Where do you see the place of the pulse industry over the world future? Will the pulse industry grow or decline in the coming years? I have no doubt that demand for pulses will increase and this will stimulate investments in pulse production as well. Pulses are affordable, nutritious and will play an increasingly important role in global diets. Pulses have always been a key source of nutrition for people worldwide, and they can only gain in popularity as part of the sustainable approach to feeding 9 billion people. With diabetes and heart disease as two of the four most widespread non-communicable diseases on earth, tackling obesity is a challenge for almost every nation on earth. Adding pulses to many foods can improve diet quality and help address obesity and diet-related diseases.

 What are the benefits of pulse on human health? People want to eat tasty food! And people want to be healthy and active for a long life. Adding pulses to diets and rebalancing the mix of foods we eat is the most important step in keeping people healthy for a longer period of time. Pulses deliver protein and fibre, and a number of key micronutrients like iron, zinc, folate and magnesium. Importantly, they are also a low glycemic food and can improve the glycemic index (how your blood sugar is affected after eating) of many cereal-based foods. Satiety, sustained energy and disease prevention are key contributors to our health.

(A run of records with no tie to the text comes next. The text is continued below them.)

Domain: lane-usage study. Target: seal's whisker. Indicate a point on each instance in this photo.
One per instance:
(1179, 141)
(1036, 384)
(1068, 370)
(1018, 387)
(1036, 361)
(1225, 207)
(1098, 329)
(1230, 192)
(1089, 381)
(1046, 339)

But let’s not forget about the health of the planet. No other food ingredient makes a better contribution to both healthy people and a healthy planet than pulses! Protecting the environment by making the right food choices is also about protecting human health in the long run!

What are your final remarks? Let’s keep our focus on diets that are affordable, good for our health and environmentally sustainable. Let’s rethink how we can formulate foods that taste good, are convenient to eat, and that people think of as an aspirational food for every day. Let’s ensure that farmers can make as much money growing pulses as they can wheat or oilseeds. This is our goal. To reach that goal, we will need to keep working together and sharing what we have learned. Let’s ensure that we create a passion for pulses as a key part of the future of food!